Segundo a análise global, os países com maior prevalência de obesidade em adultos em 2022 foram as nações insulares de Tonga e Samoa Americana para mulheres e Samoa Americana e Nauru para homens na Polinésia e Micronésia, onde mais de 60% da população adulta vivia com obesidade. Em crianças e adolescentes, a maior incidência está concentrada em Niue e Ilhas Cook, onde mais de 30% da população infantil e adolescente vivia com obesidade.
“As maiores incidências dessas doenças no mundo estão saindo dos Estados Unidos e indo para outras regiões, muito por conta da exportação de comidas de baixo valor nutritivo, mas com grande apelo calórico”, acrescenta.
Diante desse cenário, na visão do especialista, a prevenção da obesidade deve ser a principal estratégia adotada a nível global, além de aumentar o acesso a tratamentos, como medicamentos antiobesidade e cirurgia.

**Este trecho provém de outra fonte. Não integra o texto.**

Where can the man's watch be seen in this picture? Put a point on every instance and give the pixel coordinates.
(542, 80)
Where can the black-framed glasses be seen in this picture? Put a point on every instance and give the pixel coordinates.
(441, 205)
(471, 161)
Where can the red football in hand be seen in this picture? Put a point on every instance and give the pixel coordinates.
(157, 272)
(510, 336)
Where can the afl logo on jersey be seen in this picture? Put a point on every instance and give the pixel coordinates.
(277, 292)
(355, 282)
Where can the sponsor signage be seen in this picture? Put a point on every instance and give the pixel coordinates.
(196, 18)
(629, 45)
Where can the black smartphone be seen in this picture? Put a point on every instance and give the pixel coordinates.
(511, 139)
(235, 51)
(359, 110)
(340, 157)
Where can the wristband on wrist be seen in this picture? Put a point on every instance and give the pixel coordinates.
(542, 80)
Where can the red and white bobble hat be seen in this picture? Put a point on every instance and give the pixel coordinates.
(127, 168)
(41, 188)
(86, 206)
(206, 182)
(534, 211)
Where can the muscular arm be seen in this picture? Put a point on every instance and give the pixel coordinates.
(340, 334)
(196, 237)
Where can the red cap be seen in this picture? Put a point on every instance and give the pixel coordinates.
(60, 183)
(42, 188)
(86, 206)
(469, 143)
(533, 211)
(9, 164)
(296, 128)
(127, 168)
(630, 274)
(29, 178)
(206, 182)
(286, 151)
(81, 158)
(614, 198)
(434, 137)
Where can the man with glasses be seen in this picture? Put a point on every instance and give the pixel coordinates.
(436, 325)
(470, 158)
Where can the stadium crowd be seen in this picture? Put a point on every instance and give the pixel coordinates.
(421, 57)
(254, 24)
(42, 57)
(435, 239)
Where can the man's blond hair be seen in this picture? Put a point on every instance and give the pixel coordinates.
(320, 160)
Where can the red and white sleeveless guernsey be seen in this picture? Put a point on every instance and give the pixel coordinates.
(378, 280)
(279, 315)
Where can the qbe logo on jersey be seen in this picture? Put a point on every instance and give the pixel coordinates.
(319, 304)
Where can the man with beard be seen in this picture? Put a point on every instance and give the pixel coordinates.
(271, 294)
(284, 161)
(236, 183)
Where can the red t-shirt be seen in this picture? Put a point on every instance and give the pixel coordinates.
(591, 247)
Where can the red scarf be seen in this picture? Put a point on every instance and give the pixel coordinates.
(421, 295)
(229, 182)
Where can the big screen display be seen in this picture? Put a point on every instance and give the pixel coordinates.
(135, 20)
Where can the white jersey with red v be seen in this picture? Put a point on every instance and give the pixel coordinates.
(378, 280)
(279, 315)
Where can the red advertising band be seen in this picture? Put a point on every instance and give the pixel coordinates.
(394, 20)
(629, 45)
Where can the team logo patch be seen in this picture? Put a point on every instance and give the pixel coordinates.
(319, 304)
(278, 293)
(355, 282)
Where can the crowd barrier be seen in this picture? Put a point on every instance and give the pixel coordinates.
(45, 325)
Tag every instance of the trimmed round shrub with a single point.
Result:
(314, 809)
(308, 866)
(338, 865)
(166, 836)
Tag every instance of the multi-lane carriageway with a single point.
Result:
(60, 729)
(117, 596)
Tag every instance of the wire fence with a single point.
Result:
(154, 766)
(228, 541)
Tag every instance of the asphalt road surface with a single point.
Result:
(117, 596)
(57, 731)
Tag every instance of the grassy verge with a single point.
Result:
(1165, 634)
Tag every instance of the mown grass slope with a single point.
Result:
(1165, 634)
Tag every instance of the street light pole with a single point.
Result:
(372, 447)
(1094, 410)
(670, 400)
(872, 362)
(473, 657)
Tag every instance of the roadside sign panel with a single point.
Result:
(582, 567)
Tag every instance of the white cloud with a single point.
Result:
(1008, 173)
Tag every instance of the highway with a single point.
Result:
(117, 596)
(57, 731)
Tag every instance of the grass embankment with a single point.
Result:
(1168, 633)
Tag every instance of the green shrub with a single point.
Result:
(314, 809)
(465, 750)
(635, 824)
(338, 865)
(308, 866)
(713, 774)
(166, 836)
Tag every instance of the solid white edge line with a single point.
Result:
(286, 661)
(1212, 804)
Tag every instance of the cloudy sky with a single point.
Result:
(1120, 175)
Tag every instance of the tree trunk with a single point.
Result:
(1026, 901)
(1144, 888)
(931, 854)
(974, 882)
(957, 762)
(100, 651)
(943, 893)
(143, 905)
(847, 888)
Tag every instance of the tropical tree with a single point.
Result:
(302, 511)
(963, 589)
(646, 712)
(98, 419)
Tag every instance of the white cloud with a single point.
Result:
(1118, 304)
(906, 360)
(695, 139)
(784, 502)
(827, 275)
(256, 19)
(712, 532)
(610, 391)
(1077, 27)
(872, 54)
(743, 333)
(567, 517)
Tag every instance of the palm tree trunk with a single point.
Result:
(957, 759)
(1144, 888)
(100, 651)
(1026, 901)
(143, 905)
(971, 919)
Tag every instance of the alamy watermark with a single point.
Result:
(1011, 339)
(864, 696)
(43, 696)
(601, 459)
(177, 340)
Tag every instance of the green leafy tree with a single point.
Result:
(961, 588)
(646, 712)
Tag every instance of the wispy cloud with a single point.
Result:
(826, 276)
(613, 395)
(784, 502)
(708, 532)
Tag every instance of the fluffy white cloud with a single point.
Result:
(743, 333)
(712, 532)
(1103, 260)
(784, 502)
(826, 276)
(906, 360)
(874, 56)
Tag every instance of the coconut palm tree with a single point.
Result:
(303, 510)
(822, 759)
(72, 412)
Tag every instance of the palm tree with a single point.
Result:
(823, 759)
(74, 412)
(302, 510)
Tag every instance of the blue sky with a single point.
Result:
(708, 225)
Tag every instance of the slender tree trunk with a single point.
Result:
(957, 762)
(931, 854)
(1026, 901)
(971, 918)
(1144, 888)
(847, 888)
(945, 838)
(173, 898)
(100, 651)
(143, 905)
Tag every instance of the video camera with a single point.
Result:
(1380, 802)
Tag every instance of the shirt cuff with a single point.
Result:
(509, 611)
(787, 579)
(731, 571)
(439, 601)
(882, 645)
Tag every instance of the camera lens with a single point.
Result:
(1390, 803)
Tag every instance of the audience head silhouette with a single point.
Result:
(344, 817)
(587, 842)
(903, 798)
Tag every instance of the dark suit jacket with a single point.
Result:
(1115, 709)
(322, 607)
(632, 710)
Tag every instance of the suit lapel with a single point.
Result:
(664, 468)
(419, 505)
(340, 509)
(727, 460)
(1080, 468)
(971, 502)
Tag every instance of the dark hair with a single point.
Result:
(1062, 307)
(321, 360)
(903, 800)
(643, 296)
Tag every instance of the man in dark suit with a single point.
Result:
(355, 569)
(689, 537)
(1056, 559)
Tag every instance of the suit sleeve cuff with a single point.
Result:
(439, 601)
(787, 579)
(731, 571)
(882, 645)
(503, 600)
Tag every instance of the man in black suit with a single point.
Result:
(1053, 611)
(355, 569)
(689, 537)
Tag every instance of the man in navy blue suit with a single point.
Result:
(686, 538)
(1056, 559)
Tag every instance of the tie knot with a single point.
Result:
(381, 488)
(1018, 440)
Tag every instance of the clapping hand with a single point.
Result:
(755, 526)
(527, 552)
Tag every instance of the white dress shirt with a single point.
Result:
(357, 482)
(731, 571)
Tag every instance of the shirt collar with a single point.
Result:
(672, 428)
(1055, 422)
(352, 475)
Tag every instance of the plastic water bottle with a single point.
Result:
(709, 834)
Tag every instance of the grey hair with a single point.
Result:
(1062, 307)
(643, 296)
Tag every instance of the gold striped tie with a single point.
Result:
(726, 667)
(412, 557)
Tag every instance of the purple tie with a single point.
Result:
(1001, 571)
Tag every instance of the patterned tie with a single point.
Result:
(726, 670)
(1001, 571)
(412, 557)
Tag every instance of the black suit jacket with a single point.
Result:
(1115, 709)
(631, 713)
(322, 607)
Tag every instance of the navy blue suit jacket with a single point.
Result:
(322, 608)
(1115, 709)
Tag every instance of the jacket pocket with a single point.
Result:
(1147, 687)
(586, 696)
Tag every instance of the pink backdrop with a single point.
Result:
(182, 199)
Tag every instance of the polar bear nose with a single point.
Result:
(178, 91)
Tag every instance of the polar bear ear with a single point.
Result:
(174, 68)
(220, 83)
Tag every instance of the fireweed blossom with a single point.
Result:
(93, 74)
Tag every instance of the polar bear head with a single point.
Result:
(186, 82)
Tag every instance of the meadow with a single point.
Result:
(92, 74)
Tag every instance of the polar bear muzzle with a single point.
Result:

“A prevenção é feita comendo melhor, dormindo melhor, ficando longe das telas e tendo menos estresse. Em resumo, é preciso fazer uma higiene da vida. Essa é a mensagem que precisa ser passada e espero que, em 20 anos, esses números sobre a obesidade comecem a cair”, finaliza.
Quais ações já estão sendo promovidas?
Na Assembleia Mundial da Saúde, que aconteceu em 2022, os estados-membros da OMS adotaram o plano de aceleração para acabar com a obesidade, que apoia ações a nível nacional até 2030. As principais intervenções são:
- Apoio às práticas saudáveis a partir do 1º dia, incluindo promoção, proteção e apoio ao aleitamento materno;
- Regulamentação da comercialização nociva de alimentos e bebidas junto das crianças;
- Políticas de alimentação e nutrição escolar, incluindo iniciativas para regular a venda de produtos ricos em gorduras, açúcares e sal nas proximidades das escolas;
- Políticas fiscais e de preços para promover dietas saudáveis;
- Políticas de rotulagem nutricional;
- Campanhas de educação e sensibilização do público para dietas saudáveis e exercício físico;
- Normas para a atividade física nas escolas;
- Integração dos serviços de prevenção e gestão da obesidade nos cuidados de saúde primários.
“Há desafios significativos na implementação de políticas destinadas a garantir o acesso acessível a dietas saudáveis para todos e criar ambientes que promovam a atividade física e estilos de vida saudáveis em geral para todos”, afirmou Francesco Branca, diretor do Departamento de Nutrição e Segurança Alimentar da OMS e um dos coautores do estudo, em comunicado. “Os países também devem garantir que os sistemas de saúde integrem a prevenção e o gerenciamento da obesidade no pacote básico de serviços.”